In the 1960s, anthropologist Edward T. Hall and psychologist Robert Sommer discovered three distance fields in which humans take in the communications: an intimate space of up to 18 inches away, a personal space of 18 inches to 4 feet, and a social space of 4 to 12 feet. Their thought was these three distance fields are ingrained from our ancestors: Intimate space is a lover’s whisper, personal space is a working distance, and social space is stories from a campfire. These ancient, embedded ways to give and receive information fit perfectly with today’s mobile phones (intimate), laptops and tablets (personal/working), and television/movies (social space).
The challenge for gadget designers and data miners is that what works in one human distance field doesn’t necessarily in another. We’ll give up more information about ourselves on mobile in our intimate space (here’s my location and birthday, Facebook!) but don’t want ad intrusions there (screw you, mobile ads!). We’ll take in more unsolicited information from a social 10-foot distance (here’s an ad from TV!) but don’t give distant devices our personal information.
That’s not to say there isn’t profound change occurring. Consumers are seeing media as more unified. Screens are coming together, as smart TVs play Pandora and iPhones play Netflix. A recent study by the Coalition for Innovative Media found that, of the 4.5 hours of TV U.S. consumers watch each day, 30-40 percent was spent with a mobile device in hand. IPads are miniature movies or books with battery life. In the consumer’s mind, the delineation of TV vs. print vs. digital is ceasing to exist.
And yet devices are becoming more fragmented. While screens blend together, gadget interfaces continue to splinter — because the communication giants are chasing a new $144 billion prize, the $70 billion spent in U.S. TV advertising and $74 billion in consumer cable fees that is going into play. Amazon just launched Fire TV to combine live television with games and videos. Google is rumored to be working on a new Android TV that will find any video content anywhere in just three clicks. And Apple has a patent for a holographic display. More gadgets, more buttons.

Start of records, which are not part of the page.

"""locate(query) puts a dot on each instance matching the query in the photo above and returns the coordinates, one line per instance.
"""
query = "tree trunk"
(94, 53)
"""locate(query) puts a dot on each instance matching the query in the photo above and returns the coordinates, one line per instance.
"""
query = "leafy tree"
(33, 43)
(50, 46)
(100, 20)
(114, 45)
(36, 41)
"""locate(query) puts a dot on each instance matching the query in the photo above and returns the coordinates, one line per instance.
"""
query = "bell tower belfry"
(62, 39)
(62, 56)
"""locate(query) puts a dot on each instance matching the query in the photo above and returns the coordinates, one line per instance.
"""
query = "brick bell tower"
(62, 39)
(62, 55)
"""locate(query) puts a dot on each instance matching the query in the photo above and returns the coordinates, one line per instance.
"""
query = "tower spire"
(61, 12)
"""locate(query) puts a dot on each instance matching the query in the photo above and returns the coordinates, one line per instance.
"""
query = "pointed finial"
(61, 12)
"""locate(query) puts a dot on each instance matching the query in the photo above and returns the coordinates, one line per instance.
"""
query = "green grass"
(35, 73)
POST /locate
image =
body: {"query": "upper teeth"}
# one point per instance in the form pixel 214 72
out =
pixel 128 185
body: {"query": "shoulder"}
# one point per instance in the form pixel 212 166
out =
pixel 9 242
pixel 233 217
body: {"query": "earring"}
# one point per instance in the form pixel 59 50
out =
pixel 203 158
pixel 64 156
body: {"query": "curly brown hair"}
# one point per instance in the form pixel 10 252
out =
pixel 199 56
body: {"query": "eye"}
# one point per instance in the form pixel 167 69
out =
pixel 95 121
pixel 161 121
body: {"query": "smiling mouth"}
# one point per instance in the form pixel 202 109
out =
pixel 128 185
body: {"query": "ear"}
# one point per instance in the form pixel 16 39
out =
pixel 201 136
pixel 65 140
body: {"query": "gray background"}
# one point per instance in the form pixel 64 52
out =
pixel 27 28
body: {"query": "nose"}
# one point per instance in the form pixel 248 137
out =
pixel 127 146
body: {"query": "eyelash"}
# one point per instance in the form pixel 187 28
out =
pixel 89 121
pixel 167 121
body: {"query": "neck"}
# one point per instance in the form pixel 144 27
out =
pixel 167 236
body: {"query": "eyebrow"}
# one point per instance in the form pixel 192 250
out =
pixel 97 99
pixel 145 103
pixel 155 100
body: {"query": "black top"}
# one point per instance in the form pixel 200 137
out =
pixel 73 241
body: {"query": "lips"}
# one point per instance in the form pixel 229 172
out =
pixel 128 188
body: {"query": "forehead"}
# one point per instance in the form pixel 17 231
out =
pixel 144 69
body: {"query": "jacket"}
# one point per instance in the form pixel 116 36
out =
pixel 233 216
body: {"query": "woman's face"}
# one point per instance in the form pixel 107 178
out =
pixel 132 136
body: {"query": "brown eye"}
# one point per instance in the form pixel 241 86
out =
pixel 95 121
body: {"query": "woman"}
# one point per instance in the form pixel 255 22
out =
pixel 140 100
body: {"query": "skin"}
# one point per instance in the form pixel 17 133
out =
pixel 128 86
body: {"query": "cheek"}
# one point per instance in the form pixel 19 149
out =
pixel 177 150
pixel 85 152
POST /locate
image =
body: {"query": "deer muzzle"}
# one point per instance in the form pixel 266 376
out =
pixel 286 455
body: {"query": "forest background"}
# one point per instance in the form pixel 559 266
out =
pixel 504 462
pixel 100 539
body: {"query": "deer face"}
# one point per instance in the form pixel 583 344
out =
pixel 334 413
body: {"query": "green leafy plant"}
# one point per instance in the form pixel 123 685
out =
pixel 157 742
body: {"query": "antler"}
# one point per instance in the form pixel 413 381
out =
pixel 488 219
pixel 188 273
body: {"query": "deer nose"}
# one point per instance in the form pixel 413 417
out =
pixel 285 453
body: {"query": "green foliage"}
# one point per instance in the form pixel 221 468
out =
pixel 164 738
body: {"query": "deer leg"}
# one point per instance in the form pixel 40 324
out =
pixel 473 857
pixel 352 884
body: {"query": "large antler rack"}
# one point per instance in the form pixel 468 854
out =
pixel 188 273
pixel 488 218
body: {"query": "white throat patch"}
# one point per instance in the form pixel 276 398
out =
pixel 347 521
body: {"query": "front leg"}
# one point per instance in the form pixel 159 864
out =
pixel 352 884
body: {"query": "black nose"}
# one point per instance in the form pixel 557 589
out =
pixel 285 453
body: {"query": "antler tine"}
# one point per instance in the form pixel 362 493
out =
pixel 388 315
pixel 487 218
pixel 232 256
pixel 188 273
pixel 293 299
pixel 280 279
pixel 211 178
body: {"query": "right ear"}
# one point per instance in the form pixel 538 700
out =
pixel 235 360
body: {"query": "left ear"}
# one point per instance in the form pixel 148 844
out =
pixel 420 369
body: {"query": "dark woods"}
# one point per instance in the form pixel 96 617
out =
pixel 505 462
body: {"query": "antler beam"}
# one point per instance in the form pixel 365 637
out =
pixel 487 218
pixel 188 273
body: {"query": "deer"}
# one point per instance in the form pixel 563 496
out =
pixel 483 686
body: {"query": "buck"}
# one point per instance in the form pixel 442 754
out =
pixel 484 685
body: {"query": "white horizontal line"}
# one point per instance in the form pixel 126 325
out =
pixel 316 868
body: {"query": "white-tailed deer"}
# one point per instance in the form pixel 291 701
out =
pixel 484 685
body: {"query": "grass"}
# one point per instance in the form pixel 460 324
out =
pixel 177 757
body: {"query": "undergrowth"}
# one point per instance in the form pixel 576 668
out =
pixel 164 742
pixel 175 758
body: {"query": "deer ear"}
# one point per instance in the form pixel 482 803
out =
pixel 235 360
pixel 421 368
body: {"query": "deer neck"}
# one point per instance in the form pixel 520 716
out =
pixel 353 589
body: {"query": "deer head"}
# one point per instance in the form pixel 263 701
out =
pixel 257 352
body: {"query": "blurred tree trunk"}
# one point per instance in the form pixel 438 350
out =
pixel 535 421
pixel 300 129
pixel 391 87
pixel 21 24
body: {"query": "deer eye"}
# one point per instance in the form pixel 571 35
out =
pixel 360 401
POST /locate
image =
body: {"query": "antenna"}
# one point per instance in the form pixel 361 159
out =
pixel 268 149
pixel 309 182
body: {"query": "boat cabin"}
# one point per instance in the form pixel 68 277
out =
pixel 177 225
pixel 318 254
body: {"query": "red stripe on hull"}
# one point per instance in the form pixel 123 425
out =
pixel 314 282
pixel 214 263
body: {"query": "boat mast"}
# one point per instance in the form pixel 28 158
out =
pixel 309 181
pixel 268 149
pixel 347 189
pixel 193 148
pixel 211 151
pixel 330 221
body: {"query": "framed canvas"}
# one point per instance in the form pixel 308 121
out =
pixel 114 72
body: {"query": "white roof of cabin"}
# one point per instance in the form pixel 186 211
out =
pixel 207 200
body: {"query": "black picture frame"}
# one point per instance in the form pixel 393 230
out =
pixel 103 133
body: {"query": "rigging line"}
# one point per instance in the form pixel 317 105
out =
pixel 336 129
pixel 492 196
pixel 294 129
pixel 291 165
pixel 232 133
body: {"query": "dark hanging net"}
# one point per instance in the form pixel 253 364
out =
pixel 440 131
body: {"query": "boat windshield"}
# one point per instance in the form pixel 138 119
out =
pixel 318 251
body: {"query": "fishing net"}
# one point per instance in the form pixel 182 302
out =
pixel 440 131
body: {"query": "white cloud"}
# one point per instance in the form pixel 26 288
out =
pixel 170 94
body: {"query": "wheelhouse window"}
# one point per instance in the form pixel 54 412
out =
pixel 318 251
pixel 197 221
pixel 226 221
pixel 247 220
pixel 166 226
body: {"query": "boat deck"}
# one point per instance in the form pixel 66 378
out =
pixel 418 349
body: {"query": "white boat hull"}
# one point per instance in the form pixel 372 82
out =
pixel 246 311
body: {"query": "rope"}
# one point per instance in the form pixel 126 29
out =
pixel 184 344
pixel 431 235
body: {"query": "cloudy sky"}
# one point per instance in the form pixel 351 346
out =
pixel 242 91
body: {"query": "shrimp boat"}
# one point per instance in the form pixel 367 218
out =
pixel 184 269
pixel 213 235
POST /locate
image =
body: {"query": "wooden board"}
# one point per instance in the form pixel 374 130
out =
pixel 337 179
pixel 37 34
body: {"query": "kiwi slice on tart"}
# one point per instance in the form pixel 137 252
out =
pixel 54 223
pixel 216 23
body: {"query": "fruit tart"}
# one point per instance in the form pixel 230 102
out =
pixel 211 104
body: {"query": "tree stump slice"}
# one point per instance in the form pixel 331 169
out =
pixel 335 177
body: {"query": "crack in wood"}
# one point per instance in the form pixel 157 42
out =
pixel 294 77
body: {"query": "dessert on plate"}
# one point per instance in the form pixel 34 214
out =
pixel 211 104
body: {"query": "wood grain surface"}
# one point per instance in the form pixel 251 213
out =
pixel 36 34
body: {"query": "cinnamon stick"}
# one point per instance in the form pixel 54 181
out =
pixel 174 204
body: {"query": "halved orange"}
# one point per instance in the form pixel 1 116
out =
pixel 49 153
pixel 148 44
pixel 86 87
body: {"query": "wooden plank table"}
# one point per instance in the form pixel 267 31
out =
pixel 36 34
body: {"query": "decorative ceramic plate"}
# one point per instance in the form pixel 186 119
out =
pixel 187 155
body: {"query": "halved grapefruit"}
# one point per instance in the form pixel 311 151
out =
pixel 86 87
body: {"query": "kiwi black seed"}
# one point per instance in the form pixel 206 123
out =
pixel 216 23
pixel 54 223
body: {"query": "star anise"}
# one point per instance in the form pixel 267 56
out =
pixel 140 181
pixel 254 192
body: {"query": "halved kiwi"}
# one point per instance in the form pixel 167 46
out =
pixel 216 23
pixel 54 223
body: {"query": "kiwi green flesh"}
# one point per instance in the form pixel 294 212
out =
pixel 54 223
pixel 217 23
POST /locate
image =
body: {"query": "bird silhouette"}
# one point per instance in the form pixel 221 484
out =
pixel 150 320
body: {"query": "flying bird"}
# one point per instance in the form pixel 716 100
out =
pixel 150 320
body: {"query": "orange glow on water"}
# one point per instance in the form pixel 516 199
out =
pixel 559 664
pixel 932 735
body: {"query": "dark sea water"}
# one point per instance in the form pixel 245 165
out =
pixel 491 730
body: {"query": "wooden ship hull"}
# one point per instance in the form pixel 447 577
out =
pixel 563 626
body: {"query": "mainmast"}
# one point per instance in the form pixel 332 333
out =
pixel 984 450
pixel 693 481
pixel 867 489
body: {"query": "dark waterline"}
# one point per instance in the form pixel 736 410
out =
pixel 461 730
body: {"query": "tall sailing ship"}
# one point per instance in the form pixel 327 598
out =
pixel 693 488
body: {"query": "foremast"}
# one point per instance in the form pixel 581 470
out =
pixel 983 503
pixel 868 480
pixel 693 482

Data, which should be unified around each consumer if marketers are to do their jobs, remains split among device ecosystems. While digital advertising can pinpoint individual behavior or profiles, television advertising — the largest bucket of media spending — remains comparatively rudimentary in its targeting. Consider that ratings are based on qualitative surveys — useful, but Victoria’s Secret still can’t serve you a TV ad because it knows your wife’s birthday is next week. Theoretically, set-top boxes could collect all the same data that digital devices do about your behavior, but as of today, “addressable TV” is just getting out of the gate to target different households with different ads.
And yet that’s unlikely to happen anytime soon. Mobile is our lover, laptops are our worker, and TV is our casual friend. The root of our crazy, convoluted gadget evolution is manufacturers, and marketers are racing to knit data and devices together — but humans want different things in three very different distance fields.
We’ll never unify all our communications systems. Human psychology decrees it must be so.
By Ben Kunz who is vp of strategic planning at Mediassociates, a media planning agency.